It's not what I set out to make but I still like it.

Rodney


----------



## Stickie (Mar 28, 2016)

Hi

Just a small point but will very much improve the stick, keep the inside line straight with the shank let the outside drift out (as now). This is true of all heads whether market sticks or crooks. This is always one of the points I check when judging.


----------



## LilysDad (Sep 25, 2014)

Is it possible to add a piece of wood to the bottom of the shaft which matches the handle? Or is that just wierd?


----------



## Rodney (Jun 12, 2015)

Thanks Stickie! That's a good piece of information and I'll keep it in mind.

LilysDad in this case I don't think that will work, more because of the character of the stick than any other reason. It's just going to be a cane with a crook handle instead of a full market stick.

There's no technical reason it can't be done and I know I've seen it done on other sticks. I did it on one stick with a thicker shank. I think if I was to do it again I would either buy a connector and make a two piece stick or use contrasting wood and put the joint in the middle like I intended to make it that way.

Rodney


----------



## Gloops (Jan 23, 2015)

LilysDad said:


> Is it possible to add a piece of wood to the bottom of the shaft which matches the handle? Or is that just wierd?

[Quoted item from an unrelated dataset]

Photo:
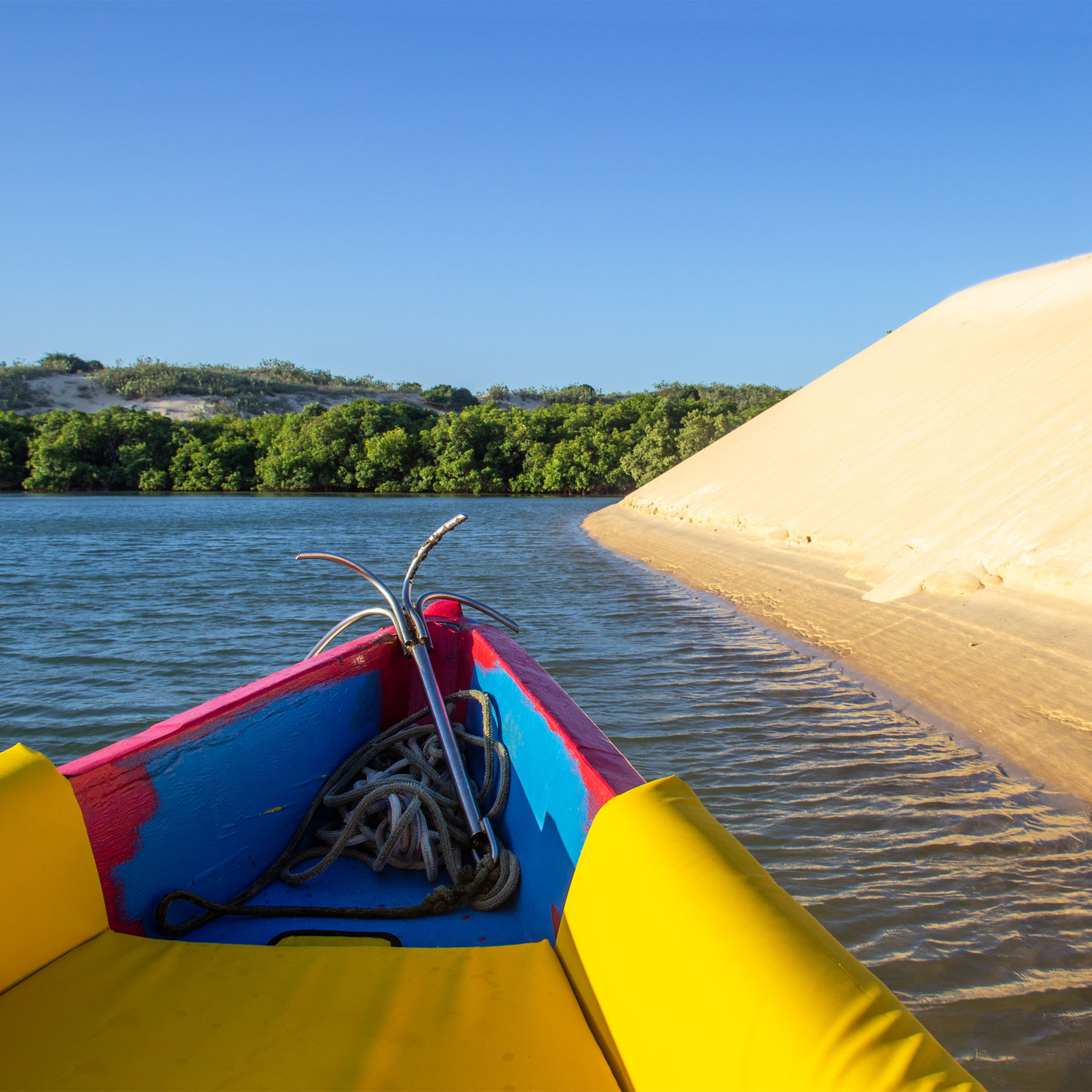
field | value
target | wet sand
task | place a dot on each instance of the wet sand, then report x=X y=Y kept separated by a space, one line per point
x=1010 y=669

Yes you can and no its not wierd. Hard woods tend to be better as a soft wood would not take the wear from pavements and would need good waterproofing. Here in the UK I have seen Rams Horn and buffalo Horn and was looking at one on Tuesday night that had been made from Cow Horn - the solid point end of the horn, looked good.


----------



## norson (Jan 15, 2015)

There's just something about the nice "feel" of a handle that wraps around the hand like this. As a full time cane user I LOVE it.


----------



## Rodney (Jun 12, 2015)

Thanks Norson.

I sanded it down with some 400 grit to smooth things out a bit and put another coat on it earlier.

I like the handle so well I started another one. The second one is a little narrower in the back than this one but still fits well in the hand.

The handles take a lot longer to make than the shanks so while I'm waiting for more shanks to cure I'm roughing out handles to use with them.

Rodney


----------



## Rodney (Jun 12, 2015)

I'm calling this one done.









Not perfect but I'm happy with it.

Rodney


----------



## cobalt (Nov 14, 2013)

perfect in you eyes or not its a nice job . i would be pleased with it nice one.Like the contrasting collar


----------



## MJC4 (Mar 6, 2014)

Very nicely done Rodney! We all are our own biggest critics, I'd be proud to walk with it,


----------



## Gloops (Jan 23, 2015)

Nice stick, should feel proud walking out with that one.


----------



## CV3 (Jan 30, 2014)

Well done Rodney!! nice looking stick.


----------



## cobalt (Nov 14, 2013)

bet your thinking its time to think anout the next one now.Nice job Rodney


----------